Sobre a exigência de dados estruturados e exportados em formatos interoperáveis:

Tenho certeza que internamente, nos bancos de dados dos laboratórios, os exames se encontram minimamente estruturados, e portanto podem ser exportados em “formato interoperável e estruturado” (tipicamente CSV), para que o paciente faça dele o uso que desejar.

Por exemplo eu mesmo teria direito de construir um gráfico, mesmo que meu médico não o faça, a partir de vários exames de sangue, provenientes de diferentes laboratórios, para visualizar a evolução dos valores de hemoglobina depois de uma anemia. Mas nenhuma outra pessoa ou entidade pode fazer isso sem o meu consentimento.

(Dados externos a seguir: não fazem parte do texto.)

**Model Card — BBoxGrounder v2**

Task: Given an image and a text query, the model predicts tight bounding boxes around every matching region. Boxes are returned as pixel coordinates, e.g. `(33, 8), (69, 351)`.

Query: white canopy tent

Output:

Sobre o tipo de lei ou norma que devemos buscar:

Imagino que as questões médicas sigam uma legislação mais especializada, com penalidades adicionais nos órgãos de classe… O CREMESP por exemplo, considera desde 2004 que o resultado ou o laudo de um exame, mesmo online ou em e-mail, é uma “comunicação privada resultante de uma relação médico-paciente”. Se o médico tornar pública a informação, sofre as penalidades previstas pelos artigos 45 e 142 do Código de Ética Médica (desde uma pena de Advertência Sigilosa em Aviso Reservado até a Cassação do Exercício Profissional).

Olá, @ppkrauss !

De fato, o artigo tem uma aplicabilidade reduzida mesmo. Por outro lado, a LGPD também assegura a “portabilidade dos dados” ao titular no artigo 18:

Art. 18. O titular dos dados pessoais tem direito a obter do controlador, em relação aos dados do titular por ele tratados, a qualquer momento e mediante requisição:
V - portabilidade dos dados a outro fornecedor de serviço ou produto, mediante requisição expressa, de acordo com a regulamentação da autoridade nacional, observados os segredos comercial e industrial;

Será que há margem para interpretar a portabilidade como direito aos seus dados em formato aberto?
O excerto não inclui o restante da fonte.